Not all ‘john schools’ are alike
“John schools” — diversion programs that seek to reduce prostitution rates by educating sex customers about the negative effects of their actions — typically follow the model set by San Francisco’s First Offender Prostitution Program. However, as the program spreads to new communities, it is implemented in different ways.
San Francisco’s First Offender Prostitution Program has been replicated or adapted in about 40 other cities over the past decade, including Seattle and Norfolk, Va. Participants in the three-month-old Seattle program are educated on the city’s prostitution laws and the legal ramifications of an arrest, the health consequences of becoming infected with sexually transmitted diseases, the risks and effects of prostitution on sex worker’s lives, neighborhood impacts, pimp trafficking, and resources for those with sexual addictions. Like the San Francisco program, the fees charged to Seattle johns pay for the cost of running the school. Seattle johns pay $150 for the class and another $1,000 that goes into a sex industry victim’s fund, putting the program at the top of the scale for fees charged to john school participants, which range from $0 to $1,000.
The high fees serve as a deterrent to recidivism, says Terri Kimball, division director of domestic violence and sexual assault prevention in Seattle’s Human Services Department. “[The program participants] get smacked hard [financially],” she says. Despite the costs, however, Kimball says most opt for the school because it erases a criminal charge from their records.
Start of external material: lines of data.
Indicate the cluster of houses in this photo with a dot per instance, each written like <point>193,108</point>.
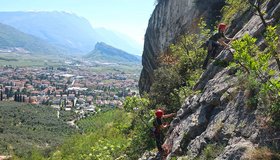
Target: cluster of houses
<point>65,88</point>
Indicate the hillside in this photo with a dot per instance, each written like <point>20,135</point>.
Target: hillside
<point>107,54</point>
<point>64,30</point>
<point>25,128</point>
<point>14,40</point>
<point>229,110</point>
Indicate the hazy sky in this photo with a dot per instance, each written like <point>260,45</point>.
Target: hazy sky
<point>126,16</point>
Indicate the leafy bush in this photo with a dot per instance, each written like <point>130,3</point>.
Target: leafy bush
<point>179,70</point>
<point>261,77</point>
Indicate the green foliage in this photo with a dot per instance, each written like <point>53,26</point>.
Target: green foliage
<point>105,137</point>
<point>180,69</point>
<point>26,129</point>
<point>262,79</point>
<point>140,126</point>
<point>11,38</point>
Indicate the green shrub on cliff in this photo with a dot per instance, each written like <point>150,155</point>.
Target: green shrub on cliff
<point>180,68</point>
<point>262,77</point>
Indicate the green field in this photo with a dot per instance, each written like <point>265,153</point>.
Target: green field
<point>25,128</point>
<point>26,60</point>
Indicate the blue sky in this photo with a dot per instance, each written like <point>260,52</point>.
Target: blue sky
<point>126,16</point>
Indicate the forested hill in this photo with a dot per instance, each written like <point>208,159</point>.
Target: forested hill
<point>107,54</point>
<point>67,31</point>
<point>14,40</point>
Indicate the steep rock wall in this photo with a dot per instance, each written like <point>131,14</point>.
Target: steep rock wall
<point>170,19</point>
<point>219,114</point>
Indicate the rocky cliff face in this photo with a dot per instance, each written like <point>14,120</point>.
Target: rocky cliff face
<point>218,116</point>
<point>170,19</point>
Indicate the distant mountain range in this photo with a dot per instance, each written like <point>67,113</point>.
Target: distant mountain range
<point>12,40</point>
<point>105,53</point>
<point>67,31</point>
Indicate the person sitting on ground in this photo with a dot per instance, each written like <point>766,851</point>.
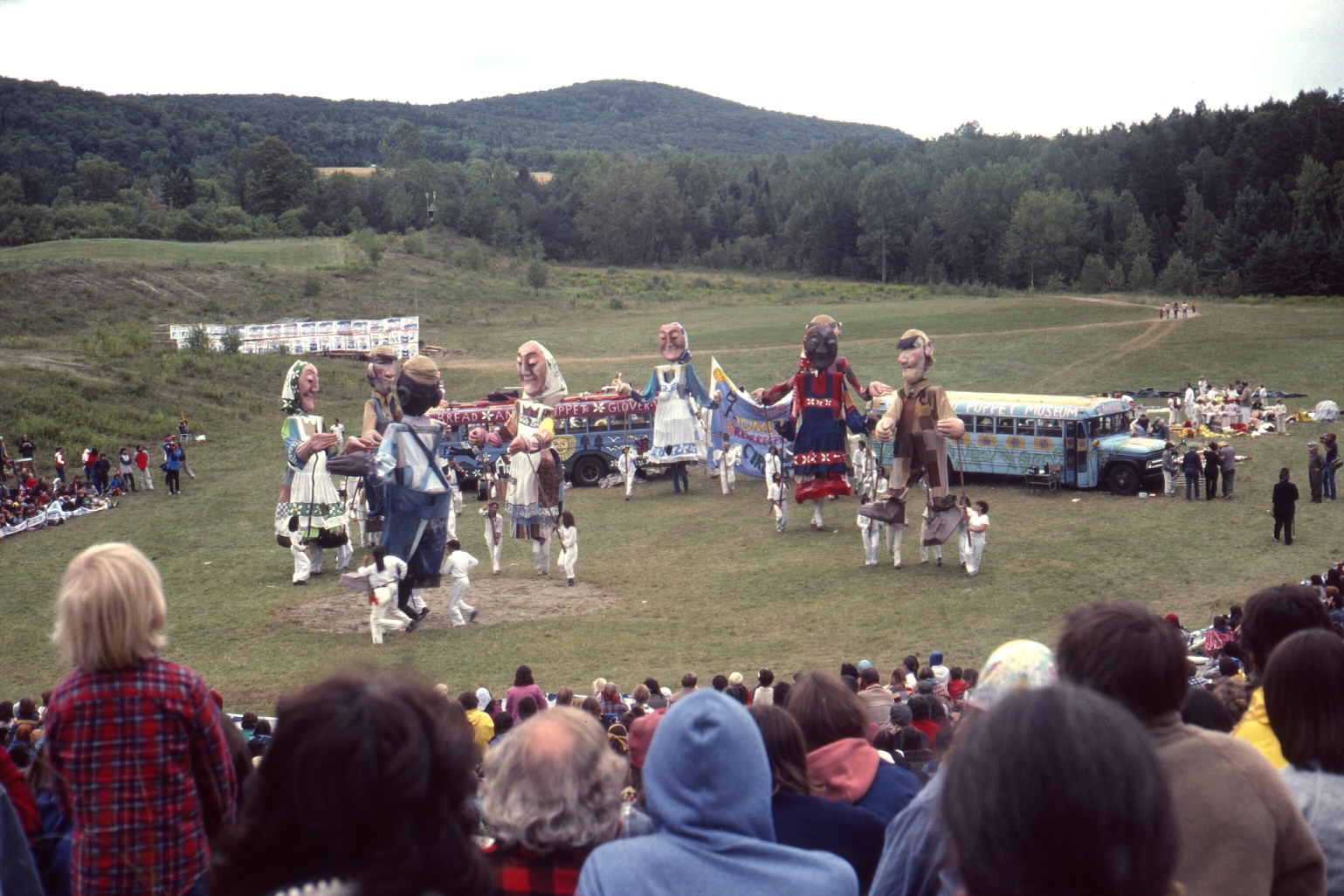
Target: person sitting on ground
<point>551,794</point>
<point>1306,706</point>
<point>804,820</point>
<point>358,809</point>
<point>840,761</point>
<point>707,789</point>
<point>1272,614</point>
<point>1015,833</point>
<point>1261,844</point>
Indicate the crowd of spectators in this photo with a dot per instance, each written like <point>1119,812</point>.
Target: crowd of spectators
<point>30,499</point>
<point>1106,765</point>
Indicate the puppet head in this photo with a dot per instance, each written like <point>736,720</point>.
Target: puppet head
<point>300,389</point>
<point>538,374</point>
<point>822,341</point>
<point>382,369</point>
<point>915,355</point>
<point>673,344</point>
<point>418,389</point>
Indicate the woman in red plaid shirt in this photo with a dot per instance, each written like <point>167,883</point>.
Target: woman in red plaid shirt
<point>137,748</point>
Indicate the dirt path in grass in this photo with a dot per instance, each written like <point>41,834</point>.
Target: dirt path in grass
<point>495,599</point>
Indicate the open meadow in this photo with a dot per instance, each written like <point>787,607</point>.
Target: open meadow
<point>700,582</point>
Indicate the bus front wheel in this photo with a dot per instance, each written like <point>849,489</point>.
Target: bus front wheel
<point>589,472</point>
<point>1122,479</point>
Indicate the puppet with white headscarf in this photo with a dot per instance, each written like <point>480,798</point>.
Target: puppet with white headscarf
<point>678,431</point>
<point>311,514</point>
<point>535,473</point>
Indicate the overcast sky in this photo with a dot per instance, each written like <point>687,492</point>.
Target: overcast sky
<point>1035,66</point>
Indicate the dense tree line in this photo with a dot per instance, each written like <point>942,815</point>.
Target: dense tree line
<point>1233,200</point>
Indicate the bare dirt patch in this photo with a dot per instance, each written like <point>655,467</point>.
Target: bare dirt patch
<point>496,599</point>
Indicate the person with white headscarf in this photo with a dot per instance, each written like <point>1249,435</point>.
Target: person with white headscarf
<point>311,513</point>
<point>533,500</point>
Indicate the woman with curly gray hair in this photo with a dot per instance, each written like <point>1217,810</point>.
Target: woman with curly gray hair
<point>551,793</point>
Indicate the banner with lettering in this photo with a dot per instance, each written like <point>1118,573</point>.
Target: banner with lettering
<point>301,337</point>
<point>745,422</point>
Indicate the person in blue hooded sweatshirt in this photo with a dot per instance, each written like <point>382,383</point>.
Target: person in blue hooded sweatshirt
<point>707,789</point>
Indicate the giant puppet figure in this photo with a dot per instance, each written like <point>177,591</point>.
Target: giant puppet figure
<point>416,492</point>
<point>920,421</point>
<point>678,433</point>
<point>822,411</point>
<point>381,410</point>
<point>535,473</point>
<point>311,514</point>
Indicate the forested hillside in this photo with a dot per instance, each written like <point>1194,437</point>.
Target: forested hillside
<point>1229,202</point>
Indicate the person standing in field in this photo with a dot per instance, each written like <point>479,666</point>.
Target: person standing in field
<point>1285,507</point>
<point>493,532</point>
<point>569,536</point>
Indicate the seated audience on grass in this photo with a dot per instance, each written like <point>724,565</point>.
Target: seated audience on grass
<point>914,858</point>
<point>1272,614</point>
<point>180,790</point>
<point>1259,844</point>
<point>802,817</point>
<point>842,763</point>
<point>1304,695</point>
<point>1015,831</point>
<point>707,789</point>
<point>382,806</point>
<point>551,793</point>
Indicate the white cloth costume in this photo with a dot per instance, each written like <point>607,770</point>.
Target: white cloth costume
<point>727,461</point>
<point>383,614</point>
<point>458,566</point>
<point>569,536</point>
<point>493,536</point>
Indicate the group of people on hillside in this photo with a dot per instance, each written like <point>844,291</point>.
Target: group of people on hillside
<point>825,783</point>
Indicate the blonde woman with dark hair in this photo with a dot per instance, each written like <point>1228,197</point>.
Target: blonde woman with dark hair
<point>136,743</point>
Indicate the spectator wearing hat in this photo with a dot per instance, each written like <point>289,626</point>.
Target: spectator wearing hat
<point>1314,471</point>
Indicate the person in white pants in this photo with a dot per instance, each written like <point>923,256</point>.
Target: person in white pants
<point>778,500</point>
<point>493,532</point>
<point>727,459</point>
<point>383,574</point>
<point>977,520</point>
<point>458,566</point>
<point>569,536</point>
<point>625,464</point>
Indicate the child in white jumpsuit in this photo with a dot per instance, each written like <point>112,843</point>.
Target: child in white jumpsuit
<point>569,536</point>
<point>383,574</point>
<point>458,566</point>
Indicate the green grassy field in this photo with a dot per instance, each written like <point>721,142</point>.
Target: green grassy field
<point>705,582</point>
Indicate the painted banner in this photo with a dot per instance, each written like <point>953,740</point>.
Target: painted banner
<point>304,337</point>
<point>745,422</point>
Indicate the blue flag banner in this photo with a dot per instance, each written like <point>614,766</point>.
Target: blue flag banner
<point>746,424</point>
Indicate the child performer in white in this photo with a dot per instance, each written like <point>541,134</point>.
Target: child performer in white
<point>778,494</point>
<point>727,459</point>
<point>383,574</point>
<point>977,520</point>
<point>569,536</point>
<point>625,464</point>
<point>493,532</point>
<point>872,531</point>
<point>458,564</point>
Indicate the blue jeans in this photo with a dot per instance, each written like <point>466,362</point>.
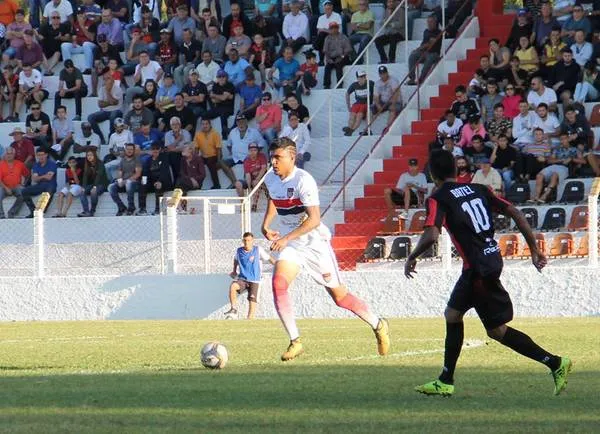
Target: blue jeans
<point>95,191</point>
<point>130,188</point>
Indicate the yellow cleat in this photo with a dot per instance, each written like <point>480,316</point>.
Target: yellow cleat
<point>382,333</point>
<point>294,350</point>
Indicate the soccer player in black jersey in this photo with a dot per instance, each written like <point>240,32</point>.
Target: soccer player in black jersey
<point>465,210</point>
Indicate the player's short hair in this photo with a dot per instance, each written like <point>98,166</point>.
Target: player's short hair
<point>442,165</point>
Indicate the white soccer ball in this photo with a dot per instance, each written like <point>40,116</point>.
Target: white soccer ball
<point>213,355</point>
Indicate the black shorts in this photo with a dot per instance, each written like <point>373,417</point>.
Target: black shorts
<point>251,287</point>
<point>398,197</point>
<point>486,294</point>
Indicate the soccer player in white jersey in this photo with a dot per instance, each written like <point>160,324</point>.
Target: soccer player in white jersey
<point>303,241</point>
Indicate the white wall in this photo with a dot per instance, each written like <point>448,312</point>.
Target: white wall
<point>556,292</point>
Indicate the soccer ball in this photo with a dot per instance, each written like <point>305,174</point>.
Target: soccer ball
<point>213,355</point>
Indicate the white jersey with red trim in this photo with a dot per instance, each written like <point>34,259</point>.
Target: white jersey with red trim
<point>291,196</point>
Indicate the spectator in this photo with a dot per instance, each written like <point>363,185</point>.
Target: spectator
<point>387,97</point>
<point>287,67</point>
<point>157,178</point>
<point>358,110</point>
<point>222,102</point>
<point>392,34</point>
<point>410,190</point>
<point>189,56</point>
<point>215,44</point>
<point>109,101</point>
<point>503,159</point>
<point>71,85</point>
<point>268,117</point>
<point>463,107</point>
<point>328,17</point>
<point>178,24</point>
<point>207,70</point>
<point>71,189</point>
<point>128,179</point>
<point>255,167</point>
<point>30,53</point>
<point>43,175</point>
<point>427,53</point>
<point>237,68</point>
<point>195,95</point>
<point>295,28</point>
<point>337,50</point>
<point>93,183</point>
<point>250,95</point>
<point>13,175</point>
<point>84,35</point>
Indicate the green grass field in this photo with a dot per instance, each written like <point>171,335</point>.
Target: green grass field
<point>145,376</point>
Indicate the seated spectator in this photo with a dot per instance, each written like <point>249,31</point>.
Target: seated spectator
<point>128,179</point>
<point>548,179</point>
<point>38,126</point>
<point>71,189</point>
<point>358,110</point>
<point>13,176</point>
<point>362,26</point>
<point>503,159</point>
<point>195,95</point>
<point>427,53</point>
<point>386,97</point>
<point>71,85</point>
<point>268,117</point>
<point>299,133</point>
<point>43,176</point>
<point>110,100</point>
<point>464,107</point>
<point>337,51</point>
<point>295,28</point>
<point>250,95</point>
<point>222,102</point>
<point>410,190</point>
<point>62,134</point>
<point>255,167</point>
<point>156,178</point>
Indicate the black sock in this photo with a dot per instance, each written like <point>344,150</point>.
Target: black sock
<point>455,332</point>
<point>525,346</point>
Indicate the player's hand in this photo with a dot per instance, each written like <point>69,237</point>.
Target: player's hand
<point>539,260</point>
<point>409,268</point>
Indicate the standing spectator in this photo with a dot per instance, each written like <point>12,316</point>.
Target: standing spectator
<point>128,179</point>
<point>71,85</point>
<point>93,182</point>
<point>362,25</point>
<point>84,35</point>
<point>410,190</point>
<point>268,117</point>
<point>13,174</point>
<point>428,52</point>
<point>110,101</point>
<point>295,28</point>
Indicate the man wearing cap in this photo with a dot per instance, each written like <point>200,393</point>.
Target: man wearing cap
<point>336,49</point>
<point>358,110</point>
<point>110,100</point>
<point>328,17</point>
<point>410,190</point>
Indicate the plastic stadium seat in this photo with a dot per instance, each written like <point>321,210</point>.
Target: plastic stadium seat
<point>579,219</point>
<point>562,245</point>
<point>555,219</point>
<point>573,193</point>
<point>509,245</point>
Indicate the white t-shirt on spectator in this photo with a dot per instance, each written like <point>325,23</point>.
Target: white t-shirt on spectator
<point>33,80</point>
<point>64,8</point>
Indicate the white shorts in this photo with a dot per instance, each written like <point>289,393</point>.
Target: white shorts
<point>74,189</point>
<point>317,258</point>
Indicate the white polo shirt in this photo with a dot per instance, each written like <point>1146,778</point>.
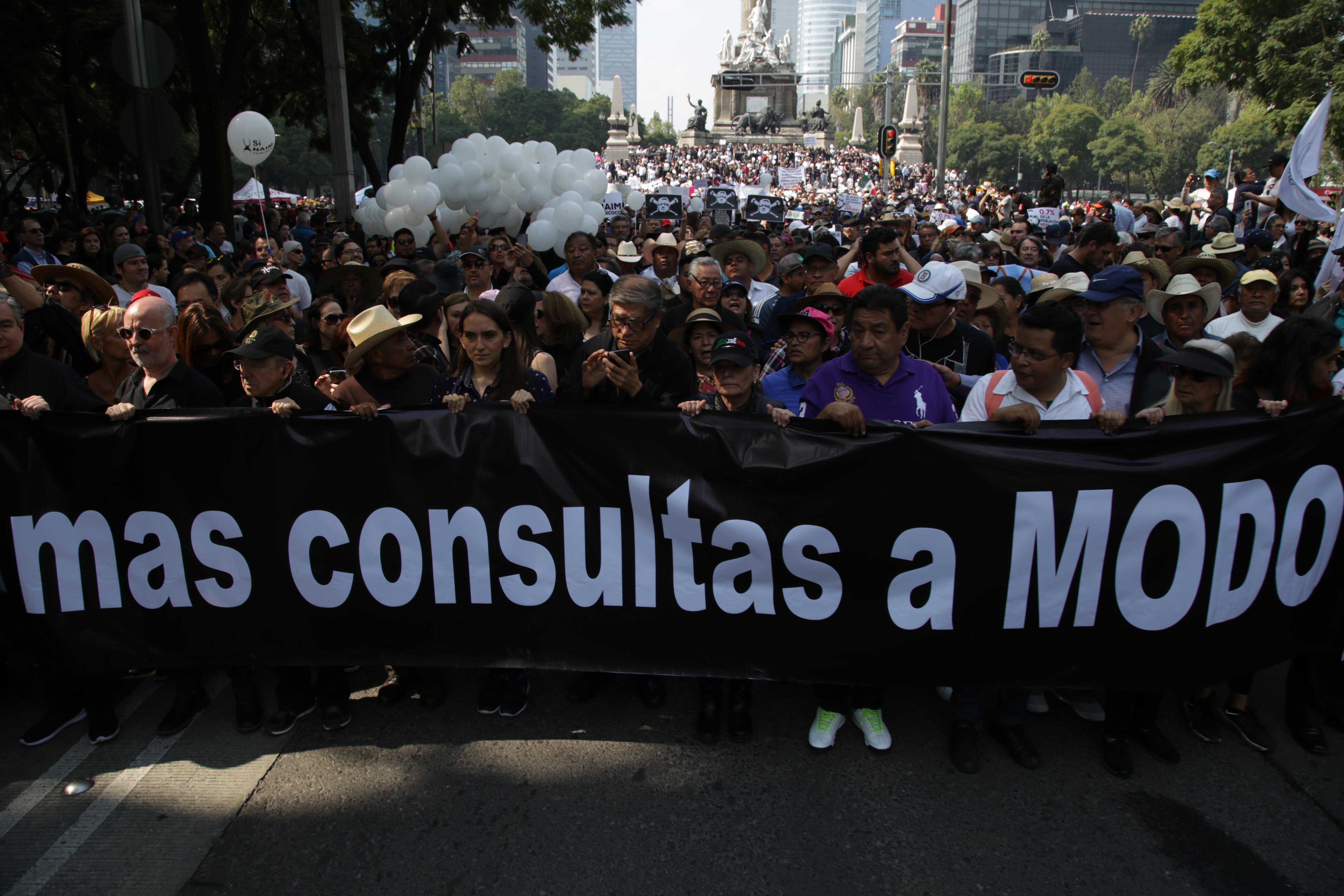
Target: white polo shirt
<point>1070,405</point>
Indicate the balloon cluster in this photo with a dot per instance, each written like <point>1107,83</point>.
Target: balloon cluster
<point>499,183</point>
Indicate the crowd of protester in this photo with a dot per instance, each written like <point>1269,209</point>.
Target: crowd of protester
<point>929,307</point>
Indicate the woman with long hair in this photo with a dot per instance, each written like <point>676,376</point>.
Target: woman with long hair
<point>1296,363</point>
<point>99,330</point>
<point>202,340</point>
<point>1295,294</point>
<point>560,328</point>
<point>595,288</point>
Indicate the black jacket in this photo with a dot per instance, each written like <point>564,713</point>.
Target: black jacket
<point>26,374</point>
<point>666,373</point>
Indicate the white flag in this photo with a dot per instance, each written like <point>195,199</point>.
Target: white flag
<point>1304,163</point>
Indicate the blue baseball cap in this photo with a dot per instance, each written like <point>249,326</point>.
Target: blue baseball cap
<point>1117,281</point>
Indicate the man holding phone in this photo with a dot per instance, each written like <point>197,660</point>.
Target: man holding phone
<point>632,363</point>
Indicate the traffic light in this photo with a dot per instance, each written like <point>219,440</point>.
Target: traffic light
<point>1039,80</point>
<point>889,140</point>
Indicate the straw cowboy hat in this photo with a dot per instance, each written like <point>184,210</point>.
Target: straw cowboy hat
<point>1226,269</point>
<point>1070,284</point>
<point>372,327</point>
<point>1183,285</point>
<point>749,248</point>
<point>373,280</point>
<point>95,288</point>
<point>1155,266</point>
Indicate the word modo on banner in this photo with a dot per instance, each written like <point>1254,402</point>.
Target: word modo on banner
<point>1044,217</point>
<point>156,577</point>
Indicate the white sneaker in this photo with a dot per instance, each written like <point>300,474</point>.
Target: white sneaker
<point>825,727</point>
<point>874,733</point>
<point>1084,703</point>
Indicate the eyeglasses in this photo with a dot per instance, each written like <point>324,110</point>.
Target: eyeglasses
<point>1195,377</point>
<point>1015,350</point>
<point>143,332</point>
<point>631,324</point>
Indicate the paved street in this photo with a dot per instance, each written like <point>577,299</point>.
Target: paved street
<point>615,798</point>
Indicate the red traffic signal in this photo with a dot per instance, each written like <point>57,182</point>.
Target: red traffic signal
<point>888,142</point>
<point>1039,80</point>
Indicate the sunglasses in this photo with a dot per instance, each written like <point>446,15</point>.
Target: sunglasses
<point>1195,377</point>
<point>143,332</point>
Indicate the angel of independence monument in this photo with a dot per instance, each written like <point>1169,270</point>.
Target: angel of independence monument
<point>756,92</point>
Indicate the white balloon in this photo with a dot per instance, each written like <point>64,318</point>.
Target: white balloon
<point>565,177</point>
<point>510,162</point>
<point>541,236</point>
<point>424,198</point>
<point>398,193</point>
<point>584,160</point>
<point>251,138</point>
<point>417,170</point>
<point>597,181</point>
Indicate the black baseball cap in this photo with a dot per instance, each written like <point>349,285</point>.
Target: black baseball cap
<point>265,342</point>
<point>736,347</point>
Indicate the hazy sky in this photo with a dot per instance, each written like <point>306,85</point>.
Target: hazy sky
<point>679,50</point>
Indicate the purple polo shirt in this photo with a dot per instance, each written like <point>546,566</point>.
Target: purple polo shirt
<point>914,393</point>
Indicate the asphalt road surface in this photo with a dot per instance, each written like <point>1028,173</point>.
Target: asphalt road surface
<point>615,798</point>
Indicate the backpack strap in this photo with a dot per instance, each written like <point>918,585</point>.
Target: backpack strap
<point>993,400</point>
<point>1093,393</point>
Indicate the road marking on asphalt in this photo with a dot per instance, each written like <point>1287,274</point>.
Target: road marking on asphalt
<point>100,809</point>
<point>34,793</point>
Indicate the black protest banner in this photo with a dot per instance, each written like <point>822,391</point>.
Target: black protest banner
<point>761,208</point>
<point>651,542</point>
<point>664,206</point>
<point>721,199</point>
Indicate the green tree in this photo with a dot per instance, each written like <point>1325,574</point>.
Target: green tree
<point>1284,53</point>
<point>1121,148</point>
<point>1140,30</point>
<point>1062,138</point>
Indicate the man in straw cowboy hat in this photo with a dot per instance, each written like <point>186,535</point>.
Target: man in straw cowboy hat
<point>1183,307</point>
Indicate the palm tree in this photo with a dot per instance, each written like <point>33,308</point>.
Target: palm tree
<point>1140,30</point>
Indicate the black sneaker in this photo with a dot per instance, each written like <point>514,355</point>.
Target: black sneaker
<point>103,726</point>
<point>491,694</point>
<point>52,725</point>
<point>514,698</point>
<point>248,711</point>
<point>185,710</point>
<point>1252,730</point>
<point>1204,719</point>
<point>336,716</point>
<point>284,721</point>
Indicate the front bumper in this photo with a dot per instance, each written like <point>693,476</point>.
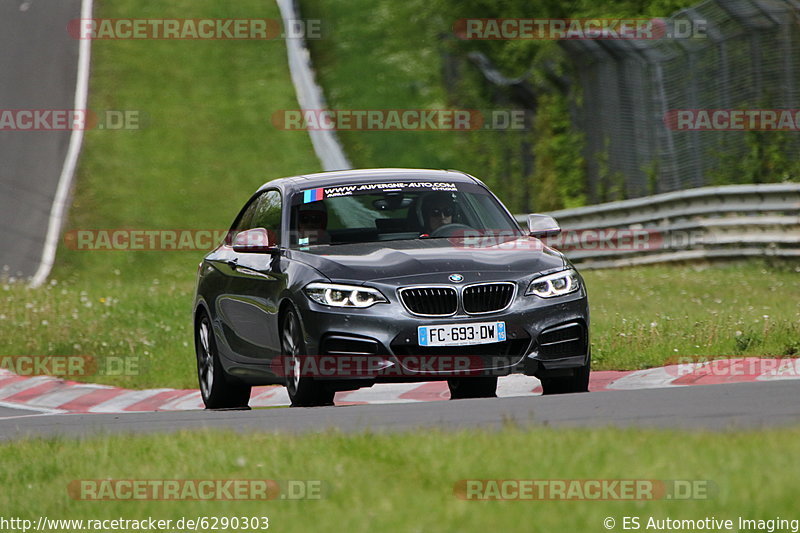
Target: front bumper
<point>544,337</point>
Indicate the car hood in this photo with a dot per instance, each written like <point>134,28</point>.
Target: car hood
<point>430,259</point>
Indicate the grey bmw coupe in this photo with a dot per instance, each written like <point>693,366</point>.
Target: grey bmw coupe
<point>340,280</point>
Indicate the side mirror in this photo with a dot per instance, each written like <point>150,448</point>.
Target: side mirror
<point>542,226</point>
<point>254,240</point>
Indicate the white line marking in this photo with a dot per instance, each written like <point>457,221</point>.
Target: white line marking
<point>125,400</point>
<point>23,407</point>
<point>60,397</point>
<point>309,95</point>
<point>21,386</point>
<point>70,162</point>
<point>651,378</point>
That is not the case in the Norfolk program, however. Maj. Mike O’Toole, chief officer of community corrections for the Norfolk Sheriff’s Office, says Norfolk’s john school enrollees receive suspended jail sentences, but their records are not expunged. “A lot of the program is educating [johns] that this is not a victimless crime. It’s a property values issue. It’s a quality of life issue,” O’Toole says.
Norfolk enrollees also are required to put in a full day of community service, often picking up trash and used condoms from the neighborhoods in which they were arrested. “It’s a shock type of treatment. You’ve got to get them to care or at least think about what they are doing,” O’Toole says.